Just as bad as the decades-long deception over the risks of tobacco is this latest blow to the public’s trust: News that in the 1960s Harvard researchers were paid by the sugar industry to create a study that would downplay the effects of sugar on heart disease, pointing instead to fat and cholesterol.
Little wonder that Americans are confused about how to maintain their own nutritional health when the advice given them is based on flawed and even outright deceptive research. And this wasn’t just any study. The scientists who sold out their principles for the equivalent of about $6,500 apiece in 1967 went on to hugely influential roles. One became head of nutrition at the U.S. Department of Agriculture, where he was able to shape what eventually became the federal government’s dietary guidelines. Another became head of Harvard’s nutrition department.
Junk science has been on the rise for years, in part because government funding of nutrition research has stagnated. The National Institutes of Health devotes about 5 percent of its spending to biomedical nutrition research and training — between $1.4 billion and $1.5 billion annually — a figure that has barely budged in five years.
At the same time, industry groups have been aggressive about taking a page from the tobacco industry and recruiting experts to promote their viewpoints to uncritical consumers.
In the case of the Harvard study and others that followed, the consequences were serious. Consumers were deluded into thinking that fat was the main culprit in heart disease, with sugar relegated to secondary status, a source of “empty calories,” but not necessarily heart disease. To get rid of dreaded fat, producers trotted out scores of new products that used — of course — sugar to replace lost flavor and texture. Decades later, more Americans are obese than ever and a seemingly healthful product like tomato-based spaghetti sauce boasts of being low-fat but can carry as much sugar per serving as a candy bar.
More recently, Coca-Cola spread millions of dollars across colleges and universities, enlisting experts to downplay the link between sugary soft drinks and obesity. In exchange for donations, one university was prepared to launch a study that would focus blame for obesity on lack of exercise. After the story broke, the university returned the money. One researcher recently tracked industry-funded nutrition studies and found that 90 percent of them had results in line with the funder.

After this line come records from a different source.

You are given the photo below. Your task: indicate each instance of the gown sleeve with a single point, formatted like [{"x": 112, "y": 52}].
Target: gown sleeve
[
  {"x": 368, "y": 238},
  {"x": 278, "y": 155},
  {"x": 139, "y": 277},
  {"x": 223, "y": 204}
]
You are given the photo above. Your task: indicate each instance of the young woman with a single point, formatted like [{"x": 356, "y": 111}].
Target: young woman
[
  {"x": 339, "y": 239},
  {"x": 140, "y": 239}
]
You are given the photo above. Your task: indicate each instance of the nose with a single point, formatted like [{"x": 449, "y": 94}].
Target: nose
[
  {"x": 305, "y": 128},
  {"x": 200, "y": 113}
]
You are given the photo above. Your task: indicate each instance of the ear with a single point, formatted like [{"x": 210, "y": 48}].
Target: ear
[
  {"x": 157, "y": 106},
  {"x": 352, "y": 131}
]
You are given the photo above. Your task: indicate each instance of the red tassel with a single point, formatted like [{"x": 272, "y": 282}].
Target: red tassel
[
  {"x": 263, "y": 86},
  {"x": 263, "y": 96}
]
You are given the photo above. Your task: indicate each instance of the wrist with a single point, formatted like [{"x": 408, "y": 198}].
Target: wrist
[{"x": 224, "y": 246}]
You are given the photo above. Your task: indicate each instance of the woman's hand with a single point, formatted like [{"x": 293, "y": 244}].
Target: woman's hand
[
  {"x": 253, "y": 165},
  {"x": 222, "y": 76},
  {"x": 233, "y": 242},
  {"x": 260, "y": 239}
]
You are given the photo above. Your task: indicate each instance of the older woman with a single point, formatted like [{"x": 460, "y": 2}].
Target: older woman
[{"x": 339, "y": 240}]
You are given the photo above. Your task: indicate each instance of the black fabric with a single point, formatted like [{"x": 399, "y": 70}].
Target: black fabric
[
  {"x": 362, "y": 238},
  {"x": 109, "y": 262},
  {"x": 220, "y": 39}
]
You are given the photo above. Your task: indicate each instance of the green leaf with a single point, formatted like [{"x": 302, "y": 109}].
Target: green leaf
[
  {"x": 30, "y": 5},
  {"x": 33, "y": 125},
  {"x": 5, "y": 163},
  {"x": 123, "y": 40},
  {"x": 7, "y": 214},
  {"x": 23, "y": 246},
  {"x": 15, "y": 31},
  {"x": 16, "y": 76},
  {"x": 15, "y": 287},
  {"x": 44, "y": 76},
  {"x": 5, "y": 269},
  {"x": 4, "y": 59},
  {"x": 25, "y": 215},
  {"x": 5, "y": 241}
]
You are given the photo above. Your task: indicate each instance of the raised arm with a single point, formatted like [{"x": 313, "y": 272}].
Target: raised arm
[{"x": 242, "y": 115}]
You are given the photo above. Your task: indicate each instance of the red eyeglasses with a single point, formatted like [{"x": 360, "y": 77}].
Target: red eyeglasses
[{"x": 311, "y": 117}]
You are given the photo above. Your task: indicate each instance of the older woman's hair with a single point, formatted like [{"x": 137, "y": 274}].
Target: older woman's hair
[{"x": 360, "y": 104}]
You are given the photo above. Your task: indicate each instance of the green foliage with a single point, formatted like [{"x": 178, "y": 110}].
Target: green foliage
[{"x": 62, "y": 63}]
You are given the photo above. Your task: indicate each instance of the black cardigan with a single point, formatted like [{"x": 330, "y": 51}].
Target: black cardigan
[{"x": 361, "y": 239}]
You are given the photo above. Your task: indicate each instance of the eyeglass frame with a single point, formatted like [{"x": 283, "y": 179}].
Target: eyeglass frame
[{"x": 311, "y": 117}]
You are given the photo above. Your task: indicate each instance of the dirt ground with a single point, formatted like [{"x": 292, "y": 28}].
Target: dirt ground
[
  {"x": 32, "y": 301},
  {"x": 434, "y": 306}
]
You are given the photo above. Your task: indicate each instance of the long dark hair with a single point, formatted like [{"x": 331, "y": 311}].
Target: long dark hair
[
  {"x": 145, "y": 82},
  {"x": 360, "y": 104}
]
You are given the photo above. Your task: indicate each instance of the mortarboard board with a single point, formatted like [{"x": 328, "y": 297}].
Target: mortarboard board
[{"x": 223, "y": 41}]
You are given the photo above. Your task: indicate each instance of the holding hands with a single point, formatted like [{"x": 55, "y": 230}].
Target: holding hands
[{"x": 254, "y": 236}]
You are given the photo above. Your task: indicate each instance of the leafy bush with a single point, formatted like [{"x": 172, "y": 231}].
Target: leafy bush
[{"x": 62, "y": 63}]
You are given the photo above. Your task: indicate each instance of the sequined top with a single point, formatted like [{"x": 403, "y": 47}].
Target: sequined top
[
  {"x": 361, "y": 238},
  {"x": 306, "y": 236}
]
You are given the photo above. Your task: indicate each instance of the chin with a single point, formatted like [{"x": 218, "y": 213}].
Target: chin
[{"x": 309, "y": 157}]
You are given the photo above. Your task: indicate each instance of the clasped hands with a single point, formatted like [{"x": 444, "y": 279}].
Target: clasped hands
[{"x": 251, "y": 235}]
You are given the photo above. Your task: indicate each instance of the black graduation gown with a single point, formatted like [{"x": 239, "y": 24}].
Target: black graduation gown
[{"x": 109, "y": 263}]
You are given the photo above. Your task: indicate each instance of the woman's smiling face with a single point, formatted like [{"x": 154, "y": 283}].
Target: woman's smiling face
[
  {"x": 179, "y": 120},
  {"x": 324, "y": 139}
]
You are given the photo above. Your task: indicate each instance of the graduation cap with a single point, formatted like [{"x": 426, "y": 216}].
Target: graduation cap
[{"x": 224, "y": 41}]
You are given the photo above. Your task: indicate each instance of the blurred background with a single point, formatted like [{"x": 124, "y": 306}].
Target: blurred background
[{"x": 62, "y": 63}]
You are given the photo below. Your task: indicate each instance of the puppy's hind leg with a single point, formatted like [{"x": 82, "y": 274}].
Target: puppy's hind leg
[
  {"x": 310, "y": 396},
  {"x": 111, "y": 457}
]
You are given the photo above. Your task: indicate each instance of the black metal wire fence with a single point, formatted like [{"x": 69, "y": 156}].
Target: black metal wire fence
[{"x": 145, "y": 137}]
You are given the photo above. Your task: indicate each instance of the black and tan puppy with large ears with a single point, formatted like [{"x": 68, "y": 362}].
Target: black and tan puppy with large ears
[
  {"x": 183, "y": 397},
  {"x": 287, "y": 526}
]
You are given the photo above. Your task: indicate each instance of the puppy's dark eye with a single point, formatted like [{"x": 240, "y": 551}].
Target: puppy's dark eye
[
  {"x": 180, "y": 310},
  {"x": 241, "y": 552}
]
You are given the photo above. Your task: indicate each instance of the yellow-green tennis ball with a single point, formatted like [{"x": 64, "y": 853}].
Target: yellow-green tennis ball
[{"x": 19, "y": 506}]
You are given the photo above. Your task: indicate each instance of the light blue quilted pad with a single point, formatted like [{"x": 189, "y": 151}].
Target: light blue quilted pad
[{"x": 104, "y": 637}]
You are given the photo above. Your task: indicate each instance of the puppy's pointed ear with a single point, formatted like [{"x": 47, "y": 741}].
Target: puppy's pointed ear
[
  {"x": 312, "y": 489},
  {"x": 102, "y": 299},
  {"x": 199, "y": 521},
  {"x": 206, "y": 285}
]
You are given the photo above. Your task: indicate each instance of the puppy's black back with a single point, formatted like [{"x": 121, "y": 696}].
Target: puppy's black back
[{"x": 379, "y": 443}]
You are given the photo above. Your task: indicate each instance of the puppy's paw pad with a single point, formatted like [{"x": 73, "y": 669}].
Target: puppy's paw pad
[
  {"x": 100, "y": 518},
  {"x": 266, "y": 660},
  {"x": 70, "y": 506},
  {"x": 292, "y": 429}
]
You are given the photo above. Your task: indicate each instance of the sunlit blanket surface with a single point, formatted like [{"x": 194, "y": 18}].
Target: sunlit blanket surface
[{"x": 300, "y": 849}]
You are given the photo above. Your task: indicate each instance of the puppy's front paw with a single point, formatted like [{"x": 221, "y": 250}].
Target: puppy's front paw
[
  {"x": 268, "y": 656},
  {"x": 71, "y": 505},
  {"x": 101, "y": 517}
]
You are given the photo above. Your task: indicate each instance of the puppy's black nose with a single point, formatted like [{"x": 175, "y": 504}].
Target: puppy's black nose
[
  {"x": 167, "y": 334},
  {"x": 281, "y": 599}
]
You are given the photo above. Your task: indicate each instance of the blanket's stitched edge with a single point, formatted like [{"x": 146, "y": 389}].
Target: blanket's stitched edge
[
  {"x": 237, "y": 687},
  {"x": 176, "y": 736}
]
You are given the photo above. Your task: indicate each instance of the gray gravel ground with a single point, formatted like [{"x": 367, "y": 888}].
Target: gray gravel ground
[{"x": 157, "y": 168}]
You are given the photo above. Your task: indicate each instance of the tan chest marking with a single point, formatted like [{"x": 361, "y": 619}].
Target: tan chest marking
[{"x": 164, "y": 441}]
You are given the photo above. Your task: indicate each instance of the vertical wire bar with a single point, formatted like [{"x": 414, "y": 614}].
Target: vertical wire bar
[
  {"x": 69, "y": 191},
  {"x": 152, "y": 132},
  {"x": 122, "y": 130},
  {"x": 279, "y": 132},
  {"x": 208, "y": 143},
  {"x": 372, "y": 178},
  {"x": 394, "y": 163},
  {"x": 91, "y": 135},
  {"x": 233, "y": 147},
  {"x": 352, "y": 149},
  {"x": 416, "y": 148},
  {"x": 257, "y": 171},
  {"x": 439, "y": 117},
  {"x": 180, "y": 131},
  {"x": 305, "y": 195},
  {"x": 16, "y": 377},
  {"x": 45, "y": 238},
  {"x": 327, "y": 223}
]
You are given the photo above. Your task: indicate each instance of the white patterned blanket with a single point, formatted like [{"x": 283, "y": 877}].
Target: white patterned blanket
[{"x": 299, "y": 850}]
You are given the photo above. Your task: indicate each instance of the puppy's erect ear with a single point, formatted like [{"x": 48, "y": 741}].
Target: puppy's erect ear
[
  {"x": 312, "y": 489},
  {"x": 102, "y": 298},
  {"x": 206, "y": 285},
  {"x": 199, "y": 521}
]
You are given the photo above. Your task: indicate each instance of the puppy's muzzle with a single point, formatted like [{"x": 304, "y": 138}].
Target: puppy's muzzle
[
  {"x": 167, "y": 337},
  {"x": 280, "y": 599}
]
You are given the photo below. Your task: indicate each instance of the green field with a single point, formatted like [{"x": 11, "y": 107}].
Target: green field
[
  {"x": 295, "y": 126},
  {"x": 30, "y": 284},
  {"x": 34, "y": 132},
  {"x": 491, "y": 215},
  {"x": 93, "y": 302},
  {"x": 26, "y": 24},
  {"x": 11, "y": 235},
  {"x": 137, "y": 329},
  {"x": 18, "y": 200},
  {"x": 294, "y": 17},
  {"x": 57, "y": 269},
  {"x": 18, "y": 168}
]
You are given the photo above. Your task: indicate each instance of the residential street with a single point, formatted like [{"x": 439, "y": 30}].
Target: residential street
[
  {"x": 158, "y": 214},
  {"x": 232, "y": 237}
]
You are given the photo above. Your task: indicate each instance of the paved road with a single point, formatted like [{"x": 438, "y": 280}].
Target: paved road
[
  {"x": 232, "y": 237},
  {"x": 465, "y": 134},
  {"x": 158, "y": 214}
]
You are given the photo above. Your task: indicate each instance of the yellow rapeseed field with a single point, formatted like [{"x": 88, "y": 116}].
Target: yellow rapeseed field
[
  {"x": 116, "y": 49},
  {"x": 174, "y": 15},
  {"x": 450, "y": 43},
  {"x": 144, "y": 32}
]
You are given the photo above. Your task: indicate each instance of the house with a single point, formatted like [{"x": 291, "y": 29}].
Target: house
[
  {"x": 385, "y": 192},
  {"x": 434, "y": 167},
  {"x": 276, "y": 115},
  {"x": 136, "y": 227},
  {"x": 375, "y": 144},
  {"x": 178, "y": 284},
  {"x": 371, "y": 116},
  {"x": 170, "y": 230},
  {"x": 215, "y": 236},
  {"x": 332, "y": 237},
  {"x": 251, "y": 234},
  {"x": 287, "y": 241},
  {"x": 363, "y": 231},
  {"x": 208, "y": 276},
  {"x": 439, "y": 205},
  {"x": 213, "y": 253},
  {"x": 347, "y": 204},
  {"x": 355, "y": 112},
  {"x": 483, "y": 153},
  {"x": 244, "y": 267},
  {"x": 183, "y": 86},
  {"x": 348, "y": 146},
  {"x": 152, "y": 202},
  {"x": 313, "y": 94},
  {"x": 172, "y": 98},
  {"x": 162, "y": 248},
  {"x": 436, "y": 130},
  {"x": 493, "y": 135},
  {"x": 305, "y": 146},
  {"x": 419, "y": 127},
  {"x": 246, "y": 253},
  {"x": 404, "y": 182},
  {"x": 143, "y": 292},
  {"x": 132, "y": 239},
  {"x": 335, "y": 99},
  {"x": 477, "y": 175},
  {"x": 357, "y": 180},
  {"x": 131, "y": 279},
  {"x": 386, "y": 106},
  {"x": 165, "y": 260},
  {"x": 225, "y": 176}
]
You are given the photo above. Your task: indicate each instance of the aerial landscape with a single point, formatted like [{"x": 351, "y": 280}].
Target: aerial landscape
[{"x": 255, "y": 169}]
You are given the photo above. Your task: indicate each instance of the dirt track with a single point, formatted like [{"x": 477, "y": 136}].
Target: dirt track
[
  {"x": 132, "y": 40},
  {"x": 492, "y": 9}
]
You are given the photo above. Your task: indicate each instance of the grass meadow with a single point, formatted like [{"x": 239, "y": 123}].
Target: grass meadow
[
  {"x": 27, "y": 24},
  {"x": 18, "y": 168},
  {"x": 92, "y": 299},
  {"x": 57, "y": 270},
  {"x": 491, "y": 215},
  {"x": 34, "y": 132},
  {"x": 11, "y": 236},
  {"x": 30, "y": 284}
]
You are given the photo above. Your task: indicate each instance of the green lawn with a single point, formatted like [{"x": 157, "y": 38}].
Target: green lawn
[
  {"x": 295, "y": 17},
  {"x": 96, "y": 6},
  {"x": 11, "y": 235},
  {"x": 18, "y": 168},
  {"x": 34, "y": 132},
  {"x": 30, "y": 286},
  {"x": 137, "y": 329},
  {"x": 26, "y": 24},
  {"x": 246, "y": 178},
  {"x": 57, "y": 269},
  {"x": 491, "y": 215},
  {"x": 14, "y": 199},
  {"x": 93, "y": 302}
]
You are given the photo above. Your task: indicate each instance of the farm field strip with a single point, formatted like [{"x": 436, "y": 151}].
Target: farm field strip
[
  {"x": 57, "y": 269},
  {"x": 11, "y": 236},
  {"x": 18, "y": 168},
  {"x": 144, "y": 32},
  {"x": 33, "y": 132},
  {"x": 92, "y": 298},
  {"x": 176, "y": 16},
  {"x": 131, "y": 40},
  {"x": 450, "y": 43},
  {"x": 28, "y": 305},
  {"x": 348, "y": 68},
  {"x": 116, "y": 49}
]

Americans need better, more reliable sources of information vital to their health. The news media can do its part by being scrupulously critical of junk science studies promoted by innocent-sounding front groups with questionable methodology. The government and nonprofit foundations should do more to fund scientifically sound research. Above all, colleges, universities and health centers should stop trading their good names for research that carries a hidden agenda.
That’s the way to rebuild public trust.